I have very strong person memories of the Colonial. My grandfather regularly took me there in mid-late 1950s. He liked the old place for two reasons: (a) it had main floor level “box” seats that anyone could use – they were raised up perhaps a step or two and had more leg room – as well as a brass rail around them – they were on the right and left sides and each held about a dozen seats – he had a bad leg and liked to stretch it out, (b) next door there was a good candy shop where he could buy his much loved “Bridge Mixture” to munch (and share). I recall a painted mural inside the lobby and I wonder if it was of the horse racing scene from the silent movie Ben Hur (or do I have that confused with the Orpheum further up-town).

I am writing a personal history and searched and searched and then found your site with a good picture (of a post card) of the old place – and the image took me back because even in the early 50s there were street cars running on Granville Street – just as the picture shows.

Many thanks! Anyone know if it was a mural inside, and of what?

dashflyer
dashflyer on October 15, 2008 at 8:52 am

The mural was apparently just before you entered the theater over the ticket window and it was of a chariot race with two teams of horses.
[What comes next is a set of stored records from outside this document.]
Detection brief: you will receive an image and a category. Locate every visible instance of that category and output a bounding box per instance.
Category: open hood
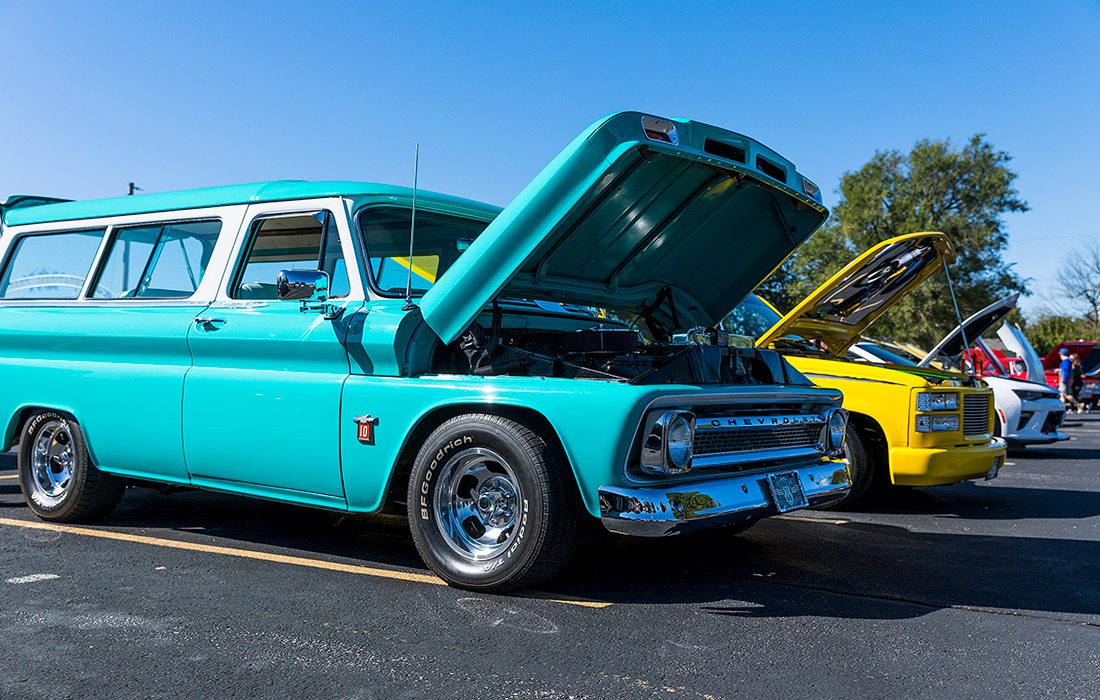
[1043,340,1100,374]
[420,112,828,342]
[920,294,1020,367]
[757,232,955,357]
[997,321,1046,384]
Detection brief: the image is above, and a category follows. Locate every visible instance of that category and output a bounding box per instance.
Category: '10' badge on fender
[355,414,378,445]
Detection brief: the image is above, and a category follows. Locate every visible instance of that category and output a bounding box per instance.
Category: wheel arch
[0,402,85,453]
[848,411,893,483]
[382,403,586,513]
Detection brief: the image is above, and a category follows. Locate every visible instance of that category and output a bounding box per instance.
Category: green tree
[760,134,1027,347]
[1023,314,1100,356]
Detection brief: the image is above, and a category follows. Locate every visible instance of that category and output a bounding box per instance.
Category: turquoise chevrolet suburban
[0,112,849,590]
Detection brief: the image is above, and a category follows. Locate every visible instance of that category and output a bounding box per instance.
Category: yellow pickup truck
[725,233,1005,505]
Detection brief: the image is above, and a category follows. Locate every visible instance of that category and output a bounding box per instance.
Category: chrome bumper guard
[600,461,851,537]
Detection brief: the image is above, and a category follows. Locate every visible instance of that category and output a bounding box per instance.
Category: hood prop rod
[402,143,420,311]
[944,260,974,372]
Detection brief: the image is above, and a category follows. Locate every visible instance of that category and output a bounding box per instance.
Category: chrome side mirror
[275,270,329,304]
[275,270,343,320]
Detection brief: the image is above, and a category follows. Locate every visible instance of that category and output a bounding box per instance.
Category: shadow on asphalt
[0,450,1100,620]
[837,481,1100,521]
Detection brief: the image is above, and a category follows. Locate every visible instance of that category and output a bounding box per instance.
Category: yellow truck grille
[963,394,992,435]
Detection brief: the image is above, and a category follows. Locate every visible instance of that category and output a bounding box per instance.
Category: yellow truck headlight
[916,392,959,411]
[916,414,959,433]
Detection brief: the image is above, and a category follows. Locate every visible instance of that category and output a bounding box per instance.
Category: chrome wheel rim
[31,420,75,505]
[433,447,524,561]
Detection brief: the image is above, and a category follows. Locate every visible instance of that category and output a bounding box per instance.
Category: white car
[849,295,1069,447]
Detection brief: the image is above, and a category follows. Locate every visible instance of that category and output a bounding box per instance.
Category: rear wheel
[408,414,580,591]
[19,411,125,523]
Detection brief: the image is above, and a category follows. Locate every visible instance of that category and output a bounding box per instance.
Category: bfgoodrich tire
[408,414,580,592]
[19,411,125,523]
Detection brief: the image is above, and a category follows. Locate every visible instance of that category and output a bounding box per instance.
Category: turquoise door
[183,203,363,507]
[0,302,198,483]
[0,219,221,483]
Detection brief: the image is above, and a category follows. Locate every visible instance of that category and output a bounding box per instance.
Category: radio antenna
[402,143,420,311]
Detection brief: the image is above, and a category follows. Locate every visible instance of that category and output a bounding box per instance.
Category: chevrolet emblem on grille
[695,413,825,430]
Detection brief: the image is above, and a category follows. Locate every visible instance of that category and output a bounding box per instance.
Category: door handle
[195,316,226,330]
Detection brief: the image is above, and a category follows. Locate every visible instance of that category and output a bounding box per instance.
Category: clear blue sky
[0,0,1100,313]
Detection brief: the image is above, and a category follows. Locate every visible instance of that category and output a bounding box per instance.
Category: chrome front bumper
[600,461,851,537]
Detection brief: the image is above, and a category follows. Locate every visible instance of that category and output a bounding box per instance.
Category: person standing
[1069,352,1085,413]
[1058,348,1077,411]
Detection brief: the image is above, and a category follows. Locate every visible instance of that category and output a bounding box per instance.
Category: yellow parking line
[776,513,851,525]
[0,517,611,608]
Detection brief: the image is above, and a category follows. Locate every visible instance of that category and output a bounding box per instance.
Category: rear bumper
[890,438,1004,486]
[600,461,851,537]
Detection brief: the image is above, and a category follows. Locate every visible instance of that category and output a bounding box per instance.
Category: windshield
[857,342,916,367]
[722,294,780,338]
[359,207,490,296]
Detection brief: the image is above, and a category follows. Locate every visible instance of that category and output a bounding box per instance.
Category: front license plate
[768,471,807,513]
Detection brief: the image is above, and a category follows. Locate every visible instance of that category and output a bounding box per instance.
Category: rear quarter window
[92,221,221,299]
[0,229,105,299]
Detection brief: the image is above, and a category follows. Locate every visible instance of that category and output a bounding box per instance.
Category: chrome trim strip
[598,461,850,537]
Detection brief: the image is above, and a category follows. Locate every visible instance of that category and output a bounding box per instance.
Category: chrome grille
[694,423,822,457]
[963,394,992,435]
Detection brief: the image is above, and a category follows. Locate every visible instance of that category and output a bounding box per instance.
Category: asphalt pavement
[0,415,1100,700]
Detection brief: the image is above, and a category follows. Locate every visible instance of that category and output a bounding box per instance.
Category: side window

My grandfather owned one of the companies associated with the demolition. He saved the mural and it has been in our family since then – though at the moment I am not certain of it’s exact location.

kerrybabyxx
kerrybabyxx on July 2, 2012 at 3:59 am

I used to go see Raveen at the Colonial,back in the Sixties,the last time I was there was in 1970 to see the horror flick,The Dunwich Horror…Love to see a picture,sorry to see it go.

CSWalczak
CSWalczak on July 2, 2012 at 6:10 am

This webpage has additional history about the theatre, with pictures: View link

CSWalczak
CSWalczak on July 2, 2012 at 6:23 am

This photo is from the City of Vancouver archives.

Jason Vanderhill
Jason Vanderhill on January 5, 2016 at 12:19 am

A detailed look at the theatre owner Hector Quagliotti-Romano is also provided here, in James Johnstone’s blog post:

http://househistorian.blogspot.it/2009/12/1518-laurier-shaughnessy-heritage-house.html

It also includes an in depth spotlight from the Province Newspaper from March 17, 1972 looking back at the Colonial before it was demolished.